Blake Cooper, RHP: Cooper was a 12th round pick by the Diamondbacks from the University of South Carolina in 2010. He was a starting pitcher in college and an effective one, posting a 13-2, 2.76 ERA with a 126/39 K/BB in 137 innings as a senior, but in pro ball he has pitched primarily in relief. He spent parts of three seasons with Visalia in the California League, posting a 3.21 ERA with a 90/33 K/BB in 87 innings, and continued pitching well after moving up to Double-A Mobile (2.45 ERA, 61/32 K/BB in 77 innings). He has struggled with Triple-A Reno (6.00 ERA in 24 innings, 20/17 K/BB).
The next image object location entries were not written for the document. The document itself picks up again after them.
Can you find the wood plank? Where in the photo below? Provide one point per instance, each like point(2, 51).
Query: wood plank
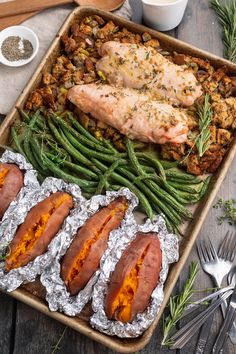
point(200, 28)
point(35, 332)
point(7, 322)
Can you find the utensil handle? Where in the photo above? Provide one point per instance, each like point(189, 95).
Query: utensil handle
point(181, 337)
point(204, 334)
point(232, 334)
point(224, 332)
point(16, 7)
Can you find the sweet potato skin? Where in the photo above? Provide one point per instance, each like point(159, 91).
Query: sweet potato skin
point(148, 275)
point(53, 225)
point(86, 234)
point(13, 183)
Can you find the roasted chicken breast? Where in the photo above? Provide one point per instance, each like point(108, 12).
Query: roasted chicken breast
point(134, 114)
point(140, 67)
Cooper is a 5-11, 190 pound right-hander born March 30, 1988. His key pitch is a sinker in the 87-90 MPH range. His college starter background shows in his varied slider, curveball, change-up arsenal, though his small frame moved him to the bullpen in pro ball. Although effective at lower levels, his command hasn't been good enough for him to succeed in Triple-A, granted the sample is fairly small. If he can sharpen his command he has a chance to contribute as a middle reliever.
Brett Jackson, OF: A first round pick in 2009 from the University of California, Jackson was considered to be one of Chicago's top prospects for several years due to his combination of power and speed. However, he's had serious problems with his swing mechanics and resulting inability to make contact, hitting just .175/.303/.342 with 59 strikeouts in 120 major league at-bats. He's also had problems staying healthy and has not played well for Triple-A Iowa the last two years, hitting just .223/.300/.367 in 215 at-bats in 2013 and .210/.300/.352 in 219 at-bats this year.
Jackson is listed at 6-2, 210, a left-handed hitter and right-handed thrower, born August 2, 1988. He is a good defensive outfielder and the physical tools that made him a promising prospect are still there. However, his contact problems showed no signs of improving, ending any future in a Cubs system brimming with hitting talent.
ANALYSIS: Jackson clearly needs a change of scenery and starting over in a new organization is in his best interests. From Chicago's point of view, Cooper might be a workable middle reliever with his sinker, generating a non-zero return for a player that the Cubs had no further use for. For Arizona, Jackson is a lottery ticket but didn't cost much.